13 thoughts on “General Tso’s Chicken”

  1. I actually made something like this tonight. I usually use potato starch and tonight I used corn starch, not very paleo but meh, it was around.

    Except I tend to cook it tell its almost blackened.

    Oh, and congrats on the MDA linkage.

  2. Brilliant! One of my favourites in the past was crispy sweet and sour pork.
    Maybe I could dream up something to bring back those flavours. I’ll definitely be looking to your crispy method for inspiration!

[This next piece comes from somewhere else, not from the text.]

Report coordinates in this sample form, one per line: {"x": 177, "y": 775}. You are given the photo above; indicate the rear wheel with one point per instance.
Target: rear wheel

  3. Ooooh! I like that this recipe could be flexible – I could make half Tso-mode, and the other have orange-mode…then hubby and Little Dude would be happy with the Tso, and Princess Nagger and I would be happy campers with the orange. 😉

    1. I don’t eat any other grains, but once in a great while I’ll eat a little white rice – empty calories and carbs aside, it’s not harmful. I figured if I was going to go balls out and eat deep-fried Chinese, I might as well indulge in the rice, too. It should be noted that Beloved did not eat any; he tends to save rice for the rare maki roll.

  4. This is by far the BEST Paleo recipe (or any recipe for that matter!) that we have ever cooked! Holy Moly! I followed the directions basically to a T and I wouldn’t change one single thing, which is unusual for me! I did double the sauce and chix as well as keep a heavy hand with the crushed red pepper. Thank you Thank you Thank you!!!